Meadmore explored variations of elongated, squared metal tubes in a majority of his works. In the mid-1970s, his sculptures became more complex; the single bar divided, moving into multiple directions while the surfaces remained understated, painted a matte black or left to rust. “Offshoot” is an example of that development, as a single, squared tube twists upward to join a massive horizontal section which then divides and turns once more. An illusion of lightness is created as the dark horizontal piece balances effortlessly in spite of its weight and length of twenty-four feet.

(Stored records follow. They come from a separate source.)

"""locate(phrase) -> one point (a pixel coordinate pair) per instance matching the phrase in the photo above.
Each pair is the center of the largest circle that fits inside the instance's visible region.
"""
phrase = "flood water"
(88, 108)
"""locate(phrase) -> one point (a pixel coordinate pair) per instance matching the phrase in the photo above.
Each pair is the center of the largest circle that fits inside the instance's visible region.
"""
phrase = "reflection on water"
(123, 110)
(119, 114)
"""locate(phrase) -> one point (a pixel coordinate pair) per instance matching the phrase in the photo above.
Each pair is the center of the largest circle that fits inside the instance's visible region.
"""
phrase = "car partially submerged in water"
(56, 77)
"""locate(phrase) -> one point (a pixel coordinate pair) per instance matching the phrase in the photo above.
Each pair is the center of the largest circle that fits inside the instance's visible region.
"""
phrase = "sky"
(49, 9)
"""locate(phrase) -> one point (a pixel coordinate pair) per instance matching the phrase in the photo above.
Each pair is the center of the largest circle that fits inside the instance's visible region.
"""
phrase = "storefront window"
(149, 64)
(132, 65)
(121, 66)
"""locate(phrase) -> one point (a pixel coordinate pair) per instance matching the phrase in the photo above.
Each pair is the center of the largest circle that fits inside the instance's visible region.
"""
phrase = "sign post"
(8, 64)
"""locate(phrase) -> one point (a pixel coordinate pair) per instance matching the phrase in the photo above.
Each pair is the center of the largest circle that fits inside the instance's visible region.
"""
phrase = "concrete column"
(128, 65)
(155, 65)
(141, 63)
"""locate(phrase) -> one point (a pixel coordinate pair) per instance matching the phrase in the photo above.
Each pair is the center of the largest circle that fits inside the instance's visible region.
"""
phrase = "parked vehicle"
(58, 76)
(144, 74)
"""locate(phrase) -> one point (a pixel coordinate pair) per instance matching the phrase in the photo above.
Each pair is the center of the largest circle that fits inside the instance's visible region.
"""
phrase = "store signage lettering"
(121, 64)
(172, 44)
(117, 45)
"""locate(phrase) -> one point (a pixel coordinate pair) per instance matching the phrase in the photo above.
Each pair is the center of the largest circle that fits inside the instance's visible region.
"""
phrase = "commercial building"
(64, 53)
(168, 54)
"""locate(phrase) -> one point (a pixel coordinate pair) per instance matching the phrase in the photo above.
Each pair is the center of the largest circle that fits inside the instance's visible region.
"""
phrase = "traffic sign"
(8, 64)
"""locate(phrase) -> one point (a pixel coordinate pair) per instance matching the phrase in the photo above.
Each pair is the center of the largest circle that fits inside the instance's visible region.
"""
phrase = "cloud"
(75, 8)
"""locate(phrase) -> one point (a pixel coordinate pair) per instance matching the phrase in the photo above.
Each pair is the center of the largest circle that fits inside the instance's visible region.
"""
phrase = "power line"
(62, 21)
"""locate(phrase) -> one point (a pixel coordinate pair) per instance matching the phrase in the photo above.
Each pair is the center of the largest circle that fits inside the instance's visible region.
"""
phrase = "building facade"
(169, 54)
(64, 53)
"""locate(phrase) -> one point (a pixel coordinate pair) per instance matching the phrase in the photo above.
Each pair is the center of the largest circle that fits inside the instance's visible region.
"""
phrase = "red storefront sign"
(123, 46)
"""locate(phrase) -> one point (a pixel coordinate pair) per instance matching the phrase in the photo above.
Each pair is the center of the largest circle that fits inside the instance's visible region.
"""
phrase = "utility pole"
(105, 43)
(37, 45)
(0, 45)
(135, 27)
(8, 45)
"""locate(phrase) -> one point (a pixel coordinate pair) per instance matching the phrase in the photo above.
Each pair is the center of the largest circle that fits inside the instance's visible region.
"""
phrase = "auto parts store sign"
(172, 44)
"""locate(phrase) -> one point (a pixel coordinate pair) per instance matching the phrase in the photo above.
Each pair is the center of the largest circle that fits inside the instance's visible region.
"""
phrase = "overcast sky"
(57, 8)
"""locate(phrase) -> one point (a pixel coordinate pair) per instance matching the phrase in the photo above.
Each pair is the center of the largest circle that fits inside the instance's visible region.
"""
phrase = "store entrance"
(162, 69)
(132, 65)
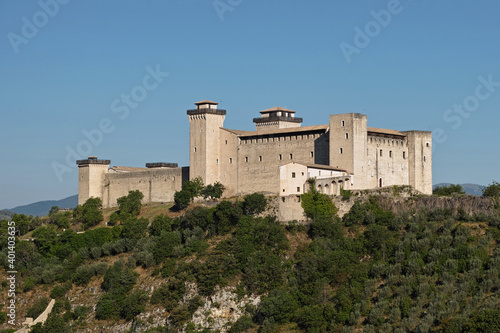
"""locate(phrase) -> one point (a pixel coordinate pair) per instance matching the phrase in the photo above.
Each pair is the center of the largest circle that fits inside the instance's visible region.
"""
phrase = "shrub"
(193, 187)
(134, 228)
(492, 190)
(181, 199)
(133, 304)
(89, 213)
(130, 205)
(213, 191)
(161, 223)
(448, 190)
(254, 204)
(318, 206)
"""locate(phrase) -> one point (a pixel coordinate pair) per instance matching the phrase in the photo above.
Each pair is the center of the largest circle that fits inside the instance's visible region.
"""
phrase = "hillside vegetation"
(234, 268)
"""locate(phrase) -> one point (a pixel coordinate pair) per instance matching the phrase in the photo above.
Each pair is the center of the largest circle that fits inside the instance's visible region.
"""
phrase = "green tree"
(213, 191)
(181, 199)
(89, 213)
(492, 190)
(135, 228)
(53, 210)
(254, 203)
(194, 187)
(161, 223)
(130, 205)
(22, 223)
(318, 206)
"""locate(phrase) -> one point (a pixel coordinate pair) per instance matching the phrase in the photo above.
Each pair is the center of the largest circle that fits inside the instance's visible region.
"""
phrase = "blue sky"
(65, 69)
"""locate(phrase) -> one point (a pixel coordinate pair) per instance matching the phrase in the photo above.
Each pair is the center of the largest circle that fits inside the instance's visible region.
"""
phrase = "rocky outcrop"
(221, 309)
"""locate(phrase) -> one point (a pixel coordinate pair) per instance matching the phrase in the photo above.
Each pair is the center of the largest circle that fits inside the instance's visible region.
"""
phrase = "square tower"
(91, 174)
(348, 144)
(205, 123)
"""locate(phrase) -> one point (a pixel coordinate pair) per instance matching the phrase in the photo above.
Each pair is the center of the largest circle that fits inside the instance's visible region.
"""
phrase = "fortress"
(276, 159)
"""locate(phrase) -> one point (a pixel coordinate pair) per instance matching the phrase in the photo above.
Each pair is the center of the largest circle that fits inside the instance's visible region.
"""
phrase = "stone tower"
(348, 133)
(420, 160)
(91, 174)
(205, 123)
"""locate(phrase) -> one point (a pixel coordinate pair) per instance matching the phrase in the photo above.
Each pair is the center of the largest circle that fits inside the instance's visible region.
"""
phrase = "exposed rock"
(222, 308)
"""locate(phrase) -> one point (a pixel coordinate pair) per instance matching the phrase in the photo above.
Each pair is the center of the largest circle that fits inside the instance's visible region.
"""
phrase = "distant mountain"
(6, 215)
(472, 189)
(42, 208)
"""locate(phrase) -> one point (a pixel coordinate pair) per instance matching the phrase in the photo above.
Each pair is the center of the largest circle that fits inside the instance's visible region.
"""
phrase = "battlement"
(161, 165)
(92, 160)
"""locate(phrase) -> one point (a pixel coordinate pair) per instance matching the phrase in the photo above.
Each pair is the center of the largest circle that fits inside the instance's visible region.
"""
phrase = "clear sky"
(67, 67)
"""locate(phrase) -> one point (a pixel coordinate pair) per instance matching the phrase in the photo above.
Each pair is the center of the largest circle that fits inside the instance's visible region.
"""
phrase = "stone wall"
(157, 185)
(259, 158)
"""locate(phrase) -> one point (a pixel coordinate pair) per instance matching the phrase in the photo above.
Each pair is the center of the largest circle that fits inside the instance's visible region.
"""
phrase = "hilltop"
(417, 263)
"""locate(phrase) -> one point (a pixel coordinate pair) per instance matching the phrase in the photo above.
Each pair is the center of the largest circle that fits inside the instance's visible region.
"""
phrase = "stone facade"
(276, 159)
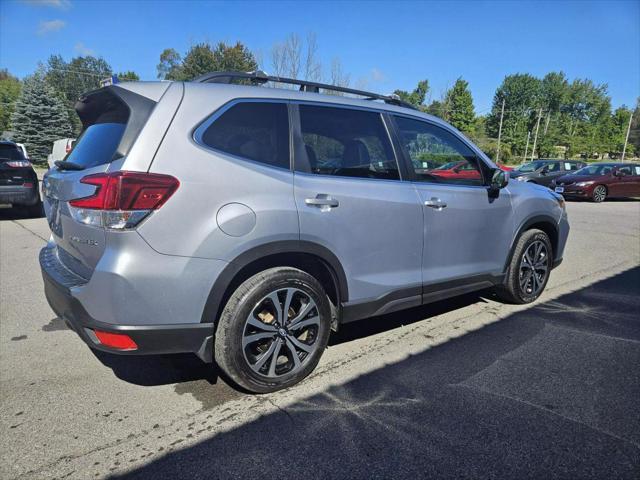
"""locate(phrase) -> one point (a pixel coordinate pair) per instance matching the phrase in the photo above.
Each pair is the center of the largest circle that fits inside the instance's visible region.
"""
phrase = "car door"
(467, 232)
(626, 181)
(351, 200)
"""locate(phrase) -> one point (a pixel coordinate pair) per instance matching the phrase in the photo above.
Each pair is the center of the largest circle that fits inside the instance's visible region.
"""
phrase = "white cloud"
(377, 75)
(51, 26)
(83, 50)
(63, 4)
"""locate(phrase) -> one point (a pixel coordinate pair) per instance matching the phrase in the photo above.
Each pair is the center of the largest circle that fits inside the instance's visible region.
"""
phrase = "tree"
(203, 58)
(634, 133)
(170, 64)
(9, 92)
(521, 94)
(40, 117)
(459, 105)
(128, 76)
(72, 79)
(294, 57)
(417, 96)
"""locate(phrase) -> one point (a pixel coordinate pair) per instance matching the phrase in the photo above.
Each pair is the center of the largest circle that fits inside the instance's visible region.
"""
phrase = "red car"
(599, 181)
(460, 170)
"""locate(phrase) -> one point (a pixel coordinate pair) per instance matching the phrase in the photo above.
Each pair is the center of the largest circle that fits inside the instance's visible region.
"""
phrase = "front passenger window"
(438, 155)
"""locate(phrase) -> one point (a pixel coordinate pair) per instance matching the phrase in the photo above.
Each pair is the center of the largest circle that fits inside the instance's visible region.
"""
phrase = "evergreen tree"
(459, 106)
(40, 117)
(203, 58)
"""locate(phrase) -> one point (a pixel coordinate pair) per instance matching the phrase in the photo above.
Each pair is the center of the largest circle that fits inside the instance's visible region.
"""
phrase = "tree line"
(567, 118)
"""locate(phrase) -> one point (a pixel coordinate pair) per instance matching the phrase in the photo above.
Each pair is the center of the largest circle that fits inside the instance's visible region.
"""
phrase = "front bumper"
(19, 195)
(151, 339)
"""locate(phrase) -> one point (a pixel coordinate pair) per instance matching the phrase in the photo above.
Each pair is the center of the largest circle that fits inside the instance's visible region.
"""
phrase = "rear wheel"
(529, 268)
(273, 330)
(599, 193)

Meadmore is represented in collections at major museums in Australia, as well as at the Art Institute of Chicago, the Cleveland Museum of Art, the Detroit Institute of Arts, The Metropolitan Museum of Art, the Portland Art Museum, the Butler Institute of American Art and others in the United States and Japan. Large-scale sculptures have been installed on college campuses throughout the country, including Princeton University, Columbia University, and the University of Michigan. One-person exhibitions have been held at the Contemporary Sculpture Center, Tokyo; Amarillo Art Center, Texas; Grand Rapids Art Museum, Michigan; Albuquerque Museum, New Mexico; Jacksonville Art Museum, Florida; and Columbus Museum of Art, Ohio.
In his spare time, Meadmore liked to play the drums and to host jam sessions.
Clement Meadmore died in New York City on April 19, 2005.